Chronique de Xavier Bordes
Jacques ANCET – Quelque chose comme un cri – (Tweets) – illustré par Danielle Desnoues (Ed. Érés, coll Po&psy, in extenso).
Il est des poètes laborieux, et d’autres, de drôles d’oiseaux sans doute, qui poétisent comme des pinsons tweetent (verbe combien à la mode !). Notre ami Jacques Ancet fait partie de la seconde catégorie, et publie tant de choses intéressantes que l’on a un peu de peine à suivre ! Ce petit livre-ci, qu’on glisse volontiers dans sa poche, est jusqu’à un certain point dans la tradition laconique d’un René Char, en ce sens que, selon un esprit cependant fort différent, il se présente comme une suite de notations (une par page), qui s’étend de mai 2012 à septembre 2015.
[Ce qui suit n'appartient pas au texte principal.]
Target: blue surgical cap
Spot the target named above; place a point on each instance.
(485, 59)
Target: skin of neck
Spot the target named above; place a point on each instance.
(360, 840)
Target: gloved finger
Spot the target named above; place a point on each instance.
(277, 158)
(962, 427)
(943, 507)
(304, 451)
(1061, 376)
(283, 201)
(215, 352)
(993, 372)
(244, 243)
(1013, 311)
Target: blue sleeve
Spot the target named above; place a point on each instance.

L’esprit de ces notations n’a rien de sentences héraclitéennes plus ou moins hermétiques. Il ne s’agit pas ici, au jour le jour, de tirer des constats spécifiquement éthiques et philosophiques, mais simplement et clairement par un trait ou un autre (ce qui évoque plutôt l’esprit du fameux haïkaï japonais), de relever l’un ou l’autre instant, à la fois intime, fugace, de notre présence au monde. Et je dis « notre » parce que la singularité de ces éclairs de conscience rejoint tout à fait l’universalité, selon la phrase de Stefan Zweig mise par Ancet en exergue de son livre, qui dit : « …Plus un esprit se limite, plus il touche par ailleurs à l’infini. » Ce qui est dans le fond le principe même de la métonymie, ou plus exactement de la synecdoque, cette figure qui « prend la partie pour le tout », qui désigne un ensemble par son élément considéré comme essentiel : la « voile » pour le bateau (« Nous vîmes trente voiles », dit le Cid), la «tête» pour le bétail (« J’ai un troupeau de mille têtes », dit le rancher Texan). Et en ce sens, l’on peut même considérer que tout langage est d’essence métonymique, puisque chaque mot, chaque phrase, s’arrache un instant à la toile de fond de l’entièreté du monde, est une part d’un « langage entier » selon l’expression de Joë Bousquet, qui suggère et fait exister l’infini dont momentanément il s’extrait en définissant.
À ce jeu, qui est banalement appelé celui de la « suggestion » ou de « l’évocation », les poètes sont bien sûr passés maîtres, eux qui ressentent cruellement le manque d’infini et d’éternité parce qu’ils ont en eux une force d’appréciation de la vie exceptionnellement intense, et visent à la traduire en mots. Parmi ces poètes, Jacques Ancet n’est pas le moins doué en la matière, et ses « tweets » poétiques sont d’une efficacité remarquable grâce à leur puissance de citer à comparaître tout ce qu’ils se retiennent de dire du monde au quotidien, qui est la vision en paroles du poète. Ne pouvant citer tous ces constats, aphorismes, traits poétiques songeurs, « bons mots » en somme, je n’en citerai aucun mais j’invite le lecteur qui apprécie une poésie simple, limpide et vraie, à se procurer ce « quelque chose comme un cri » de Jacques Ancet : non seulement le livre tient dans la main, mais il peut être inépuisablement lu et relu, en y cueillant une ou l’autre notation au hasard : aucune n’étant indifférente, toutes donnant à méditer, songer, rêver ; toutes dévoilant, dans l’éclair, un clin de notre relation aux choses banales et merveilleuses qui composent cette consanguinité et cette ardeur à vivre dont St John Perse parlait à propos des Oiseaux de Braque.